I finanzieri della Tenenza di Sanluri hanno dato esecuzione a due distinti decreti di sequestro preventivo per un valore di circa 240.000 euro nei confronti di soggetti operanti nei territori della Trexenta e della Marmilla.
Nel primo caso, i baschi verdi hanno individuato e sottoposto a verifica fiscale un’azienda che ha illecitamente beneficiato di agevolazioni fiscali attraverso l’utilizzo di crediti di imposta inesistenti per compensare debiti previdenziali, contributivi ed assicurativi maturati nei confronti dell’erario.
In attesa della definizione del relativo procedimento penale, per scongiurare la possibile sottrazione dei beni a garanzia del credito erariale, si è proceduto al sequestro preventivo di beni immobili e delle somme di denaro nella disponibilità dell’indagato e della società verificata, pari all’importo dell’imposta evasa.

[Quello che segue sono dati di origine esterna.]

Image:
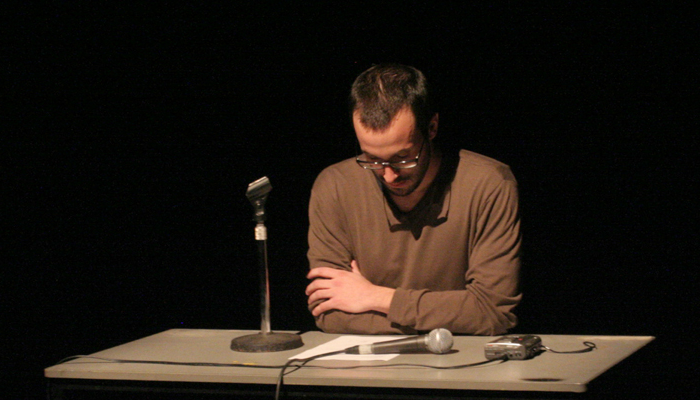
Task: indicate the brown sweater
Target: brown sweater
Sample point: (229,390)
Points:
(454,260)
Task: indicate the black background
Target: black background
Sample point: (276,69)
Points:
(133,131)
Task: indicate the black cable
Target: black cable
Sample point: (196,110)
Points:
(280,378)
(590,346)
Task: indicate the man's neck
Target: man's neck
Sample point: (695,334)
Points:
(408,203)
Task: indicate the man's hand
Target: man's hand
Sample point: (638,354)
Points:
(347,291)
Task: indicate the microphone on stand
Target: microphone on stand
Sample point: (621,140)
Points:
(438,341)
(266,340)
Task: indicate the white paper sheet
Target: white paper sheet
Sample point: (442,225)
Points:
(344,342)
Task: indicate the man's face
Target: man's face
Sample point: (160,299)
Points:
(400,141)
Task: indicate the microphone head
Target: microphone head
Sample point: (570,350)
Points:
(439,341)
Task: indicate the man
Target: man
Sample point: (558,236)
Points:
(405,238)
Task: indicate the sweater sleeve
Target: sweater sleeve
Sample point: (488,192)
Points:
(486,305)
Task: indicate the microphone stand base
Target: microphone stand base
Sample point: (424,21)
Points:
(266,342)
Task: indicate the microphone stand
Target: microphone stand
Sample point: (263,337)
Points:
(266,340)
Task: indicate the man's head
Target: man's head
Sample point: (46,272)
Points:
(380,92)
(395,126)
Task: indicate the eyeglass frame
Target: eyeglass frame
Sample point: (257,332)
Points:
(393,165)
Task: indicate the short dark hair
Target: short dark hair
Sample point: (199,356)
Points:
(380,92)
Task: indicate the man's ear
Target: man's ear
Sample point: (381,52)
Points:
(432,127)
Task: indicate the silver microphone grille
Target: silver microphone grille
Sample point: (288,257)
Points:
(439,341)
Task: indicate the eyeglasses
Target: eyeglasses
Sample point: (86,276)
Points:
(392,164)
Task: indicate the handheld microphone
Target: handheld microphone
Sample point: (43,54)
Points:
(438,341)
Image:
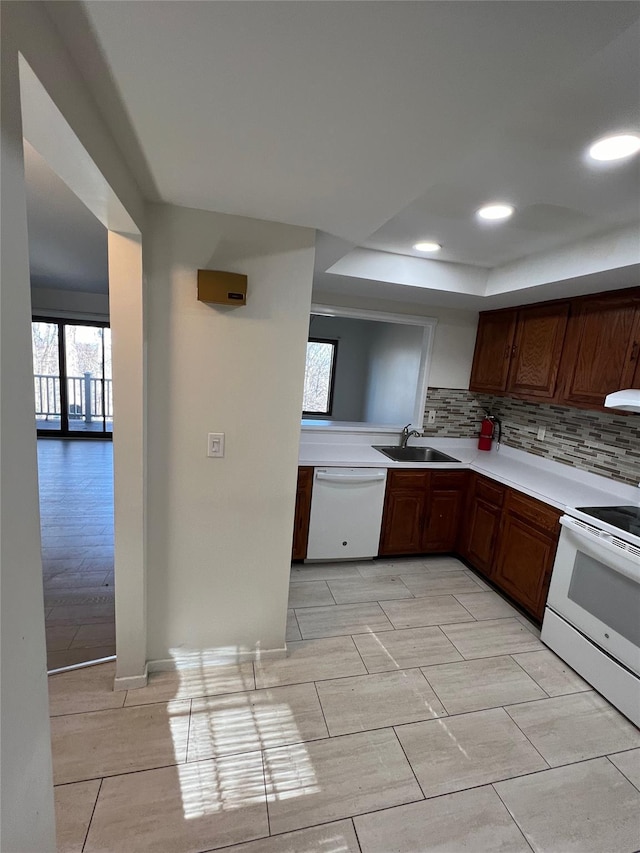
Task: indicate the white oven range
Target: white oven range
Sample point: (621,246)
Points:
(592,617)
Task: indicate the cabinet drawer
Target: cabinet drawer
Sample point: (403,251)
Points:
(446,480)
(407,479)
(540,515)
(488,491)
(305,478)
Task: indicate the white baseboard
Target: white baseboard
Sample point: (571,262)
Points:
(213,657)
(132,682)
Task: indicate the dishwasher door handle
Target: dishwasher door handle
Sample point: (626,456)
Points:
(351,478)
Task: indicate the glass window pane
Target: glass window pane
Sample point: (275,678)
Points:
(83,350)
(108,380)
(612,598)
(46,375)
(318,379)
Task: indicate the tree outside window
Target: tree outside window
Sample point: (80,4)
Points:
(319,376)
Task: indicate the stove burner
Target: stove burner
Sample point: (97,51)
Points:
(625,518)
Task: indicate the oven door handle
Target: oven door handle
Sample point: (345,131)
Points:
(624,555)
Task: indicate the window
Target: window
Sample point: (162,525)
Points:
(319,377)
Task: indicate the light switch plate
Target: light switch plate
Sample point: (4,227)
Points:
(215,444)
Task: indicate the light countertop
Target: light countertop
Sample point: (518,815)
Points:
(559,485)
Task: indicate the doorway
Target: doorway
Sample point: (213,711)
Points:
(72,376)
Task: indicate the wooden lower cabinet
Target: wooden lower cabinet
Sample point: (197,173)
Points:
(302,513)
(528,542)
(422,511)
(481,523)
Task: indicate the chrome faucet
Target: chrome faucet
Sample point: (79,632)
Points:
(406,435)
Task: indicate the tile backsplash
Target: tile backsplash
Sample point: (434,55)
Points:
(599,442)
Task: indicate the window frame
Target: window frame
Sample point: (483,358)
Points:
(332,378)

L’altro sequestro scaturisce, invece, da una complessa indagine di polizia giudiziaria, coordinata dalla Procura della Repubblica di Cagliari, nei confronti di una azienda operante in Marmilla, dichiarata fallita.
Gli approfondimenti investigativi hanno consentito di individuare diversi individui che, a vario titolo, e in concorso tra loro, sono indagati per bancarotta fraudolenta e riciclaggio in relazione alla distrazione di beni e denaro aziendali, reimpiegando gli stessi in altre attività economiche e contribuendo così, in maniera attiva, al dissesto economico della società.
Anche in questo caso, il sequestro preventivo ha riguardato i beni immobili e le somme di denaro giacenti su conti correnti e su rapporti finanziari intestati o riconducibili agli indagati ed alla società interessata, scrive l’agenzia di stampa Ansa.